Last year, I returned to the exercise several times, and each time there was a theme: my inner child felt like she had to do everything by herself and frankly she was sick of having to do things alone. I had to really steel myself when this came out in my journaling because my 34-year-old self wanted to bust in and take over, try to tell her what she really meant. The thing is, at that young age, one of my favorite phrases was “I’ll do it!” In fact, I always was looking for ways to do things by myself and not rely on other people to help me. So the notion that even my tender, independent, 7-year-old self was struggling…it really shook me.

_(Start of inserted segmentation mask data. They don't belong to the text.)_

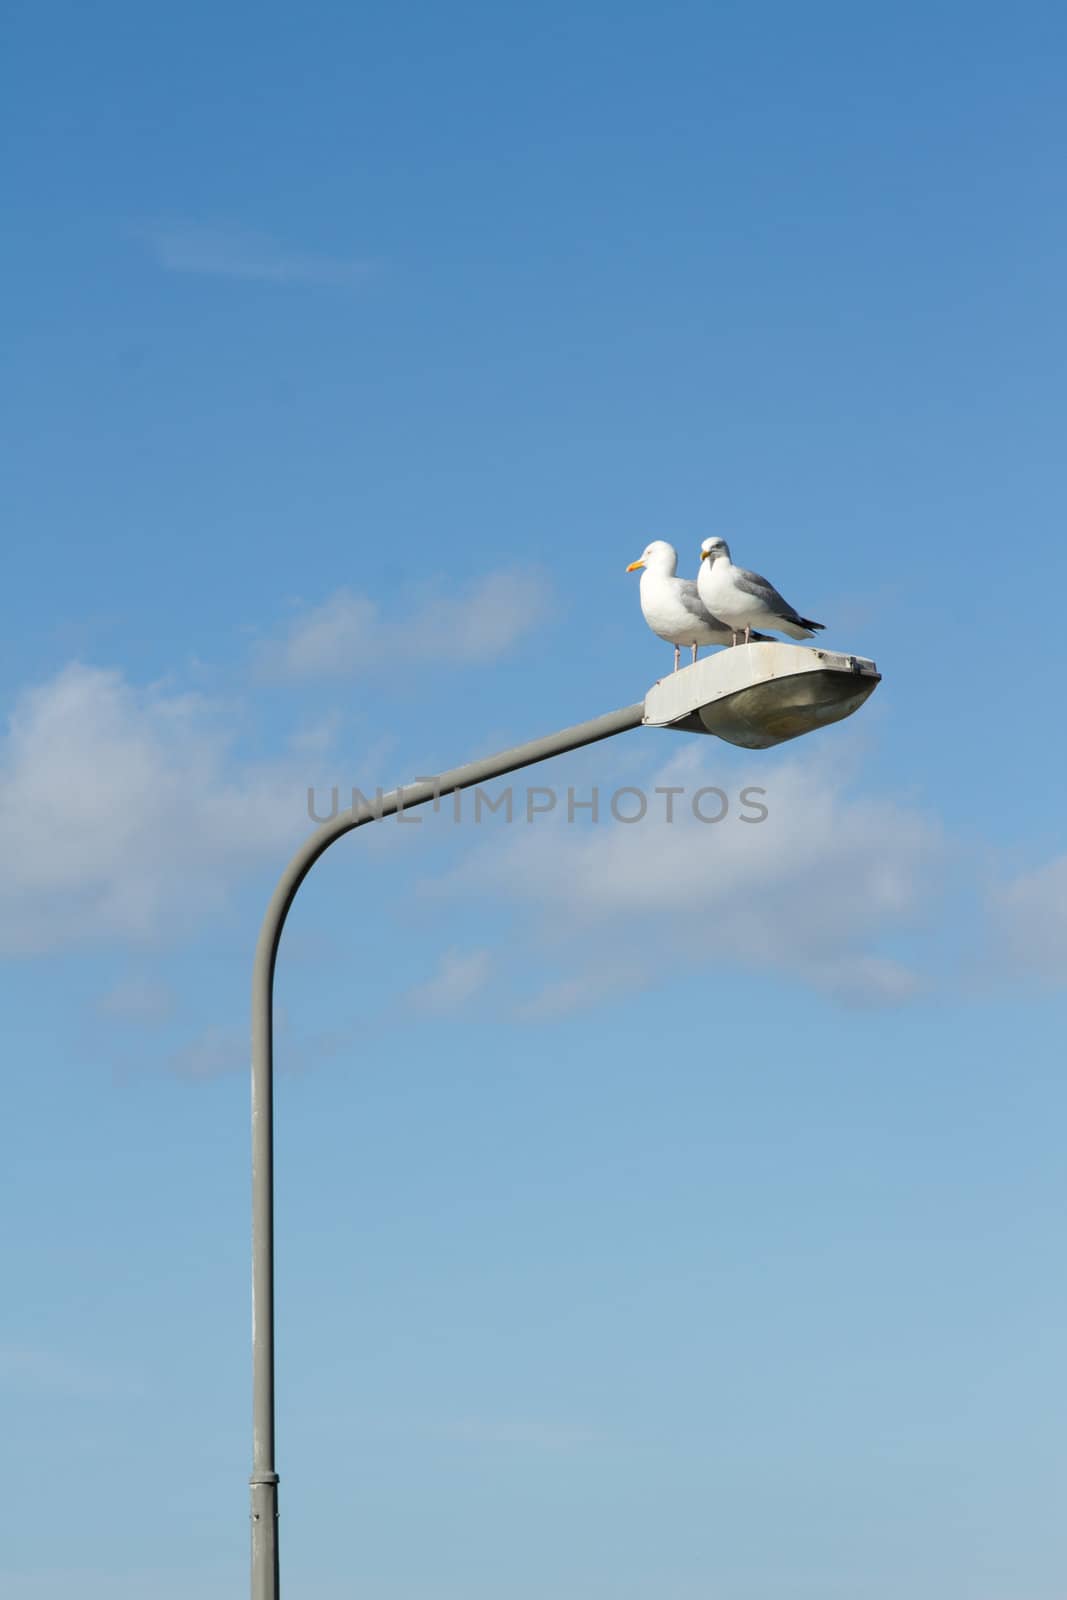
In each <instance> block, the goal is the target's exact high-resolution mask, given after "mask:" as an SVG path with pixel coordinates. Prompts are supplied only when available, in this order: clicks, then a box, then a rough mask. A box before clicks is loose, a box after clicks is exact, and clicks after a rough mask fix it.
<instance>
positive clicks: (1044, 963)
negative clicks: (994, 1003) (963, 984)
mask: <svg viewBox="0 0 1067 1600" xmlns="http://www.w3.org/2000/svg"><path fill="white" fill-rule="evenodd" d="M989 910H990V922H992V941H990V942H992V947H993V955H995V958H997V962H998V963H1000V965H1001V968H1006V970H1009V971H1016V973H1017V974H1021V976H1029V978H1038V979H1043V981H1051V982H1061V984H1062V982H1064V981H1065V979H1067V856H1057V858H1054V859H1053V861H1046V862H1045V864H1043V866H1040V867H1037V869H1033V870H1032V872H1024V874H1021V875H1019V877H1016V878H1013V880H1009V882H1006V883H1001V885H998V886H997V888H993V891H992V894H990V906H989Z"/></svg>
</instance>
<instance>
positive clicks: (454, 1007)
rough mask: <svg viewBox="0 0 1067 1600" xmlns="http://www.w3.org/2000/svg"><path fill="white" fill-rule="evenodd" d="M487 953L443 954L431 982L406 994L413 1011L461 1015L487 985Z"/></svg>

Whenever that would come up, and it started to happen fairly often, I knew I needed to seek support from someplace. Sometimes, it was in learning how to do safe and proper forms for various lifts with a personal trainer. Once, it was in hiring an intuitive healer to help me re-connect with a somatic plant medicine integration session (more on this another time perhaps…). One time, it meant saying “yes” when the man I’d gone on two dates with before getting Covid and barely having the energy to get out of bed offered to run Maddie and help wear her out so I could get some sleep (that man is now my boyfriend).
The reality is that none of us are ever really doing anything by ourselves. The perception that we are or that we must do it all by ourselves, however, is one that feels like a very old story — one where toxic and rugged individualism falls flat on its face. It’s a story that I would really like to re-imagine. Perhaps you would as well?
After almost a year off of teaching public classes, I’m so excited to announce that I’m kicking off the transition into spring 2023 with a new round of Practice Not Perfect, which is my tried-and-true one-hour practice featuring movement, meditation, and journaling. We will practice together once a week on Thursdays at 6:30pm ET (starting THIS Thursday, 2/23!) and you can learn more details here. The classes will be recorded as well if that time doesn’t fit your schedule. If you can’t start this week but want to join, still sign up! You can catch up with week one on your self-paced schedule so it’s easy breezy. It’s already forming into a lovely group.
If you’ve been reading this newsletter since it was Om Weekly and would like a chance to get to know me more, and also support this newsletter so one day this can become my full-time livelihood, Practice Not Perfect is a great way to support. <3
I’ll close this by saying, I don’t exactly know what burden you might be carrying right now in your life, or what farm row you’re weeding or what hand knife you may have opened but now you don’t how to close it, and you are walking around too afraid to put it down but unable to take your eyes off of it. But I would guess someone not too far away, if you are willing to ask for help, will have some ideas.
May we all move with ease today knowing that we aren’t doing this by ourselves.